Rabbi Gabriel Botnick on how trees – and humans – prepare for change
The world of trees is fascinating, yet some of it is invisible to our eyes. We can watch buds develop into leaves, and flowers give way to fruit, but for these events to occur, something far more miraculous must first take place, hidden from sight.
Around late summer or early autumn, perennial trees will begin their transition to dormancy – when they slowly stop growing in anticipation of winter. It’s during this time that a tree will begin shedding its fruit and losing its leaves, so that by the first frost, the tree is fully dormant and protected from the cold weather.
But dormancy actually consists of two periods: the earlier endodormancy, when a tree will not grow at all, no matter what conditions it is exposed to; and the later eco-dormancy, when the tree is open to the possibility of growing new buds once it has met a requisite number of hours under ideal conditions. This protects the tree from budding too early and being exposed to frost damage.
For most fruit-bearing trees, the moment of transition from the endo- to eco-dormancy periods occurs around January. It then takes a number of weeks before the first buds appear on a tree, signalling to us that spring has arrived. But as far as the tree is concerned, the rebirth of spring actually begins far earlier – at the start of the eco-dormancy period.
While we may have no idea that such changes are happening within our arboreal neighbours, those who are finely attuned to nature certainly are aware of these processes. Although scientists didn’t begin to understand these stages of growth until about 200 years ago, our ancestors have been keenly aware of this process for at least 2,000 years.
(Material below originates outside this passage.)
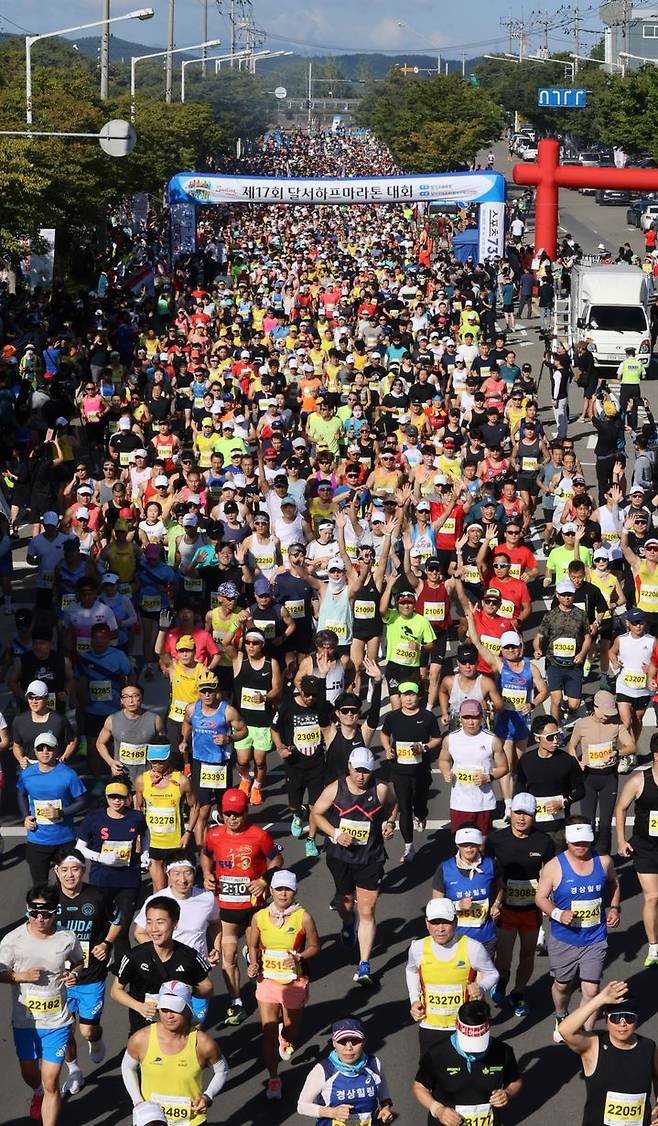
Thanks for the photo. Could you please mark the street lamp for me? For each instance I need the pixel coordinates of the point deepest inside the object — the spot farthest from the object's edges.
(30, 39)
(159, 54)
The two great schools of thought in the Mishnah, Beit Hillel and Beit Shammai, understood that trees began their rebirth in the middle of winter – they just couldn’t agree on the exact date. While Beit Shammai said this transition coincided with Rosh Chodesh Shevat, Beit Hillel argued that the change happened two weeks later, on the 15th of the month, or Tu B’Shevat.
It’s remarkable to think that, even without access to empirical science, our ancestors could understand the hidden, inner world of trees. But it isn’t terribly surprising, as anyone who strives to understand God’s world will realise there is complexity and beauty hidden below the surface wherever we look – especially within humans.
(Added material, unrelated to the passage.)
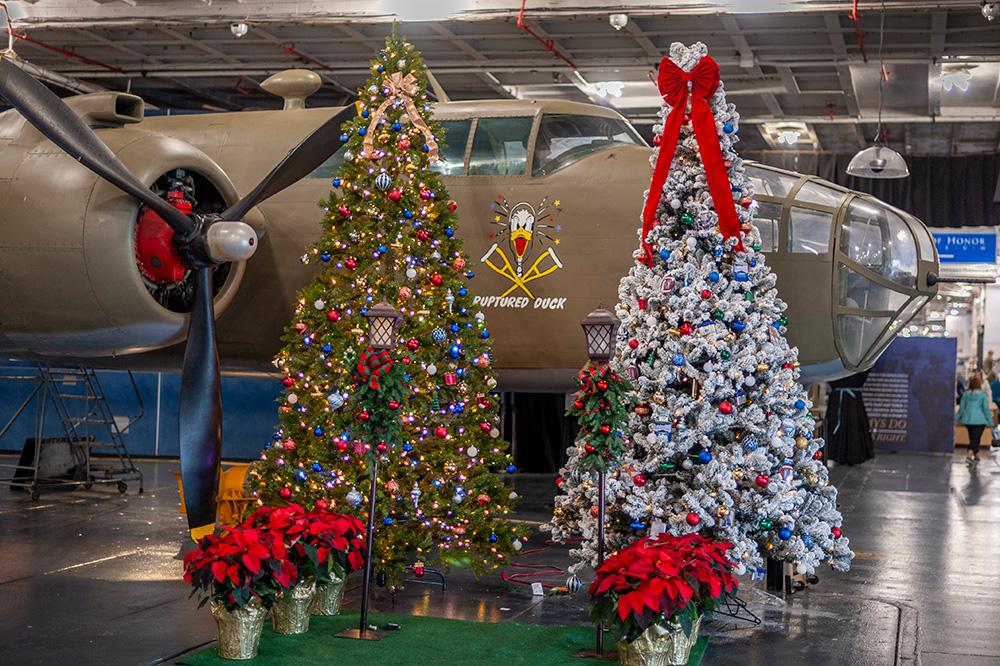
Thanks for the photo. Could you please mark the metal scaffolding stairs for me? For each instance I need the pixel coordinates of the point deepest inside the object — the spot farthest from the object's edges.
(90, 430)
The rabbis of the Mishnah explain that people are similar to trees in many ways. I imagine the rabbis understood that within each of us occurs a multitude of changes that are hidden from the view of others. Often times, the most profound changes come on so slowly and subtly that we don’t even recognise them occurring within ourselves. But when we pause to reflect on our lives’ journeys, we realise how much we have grown and changed.
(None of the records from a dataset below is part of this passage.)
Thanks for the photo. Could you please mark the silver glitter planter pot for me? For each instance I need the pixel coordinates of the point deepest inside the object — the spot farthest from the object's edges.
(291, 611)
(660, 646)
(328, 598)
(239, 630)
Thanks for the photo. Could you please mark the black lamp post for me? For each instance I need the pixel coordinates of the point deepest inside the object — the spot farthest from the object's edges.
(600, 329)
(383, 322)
When we are trying to make a change in our lives, it is important to be patient and to remember that even while we may not realise it, microscopic changes are happening within us all the time.
Right now, we might feel like that barren tree, braced against the harshness of winter. But soon – and likely before we even realise it – we will be standing tall and beautiful in the full bloom of summer. We simply need to have faith in the process.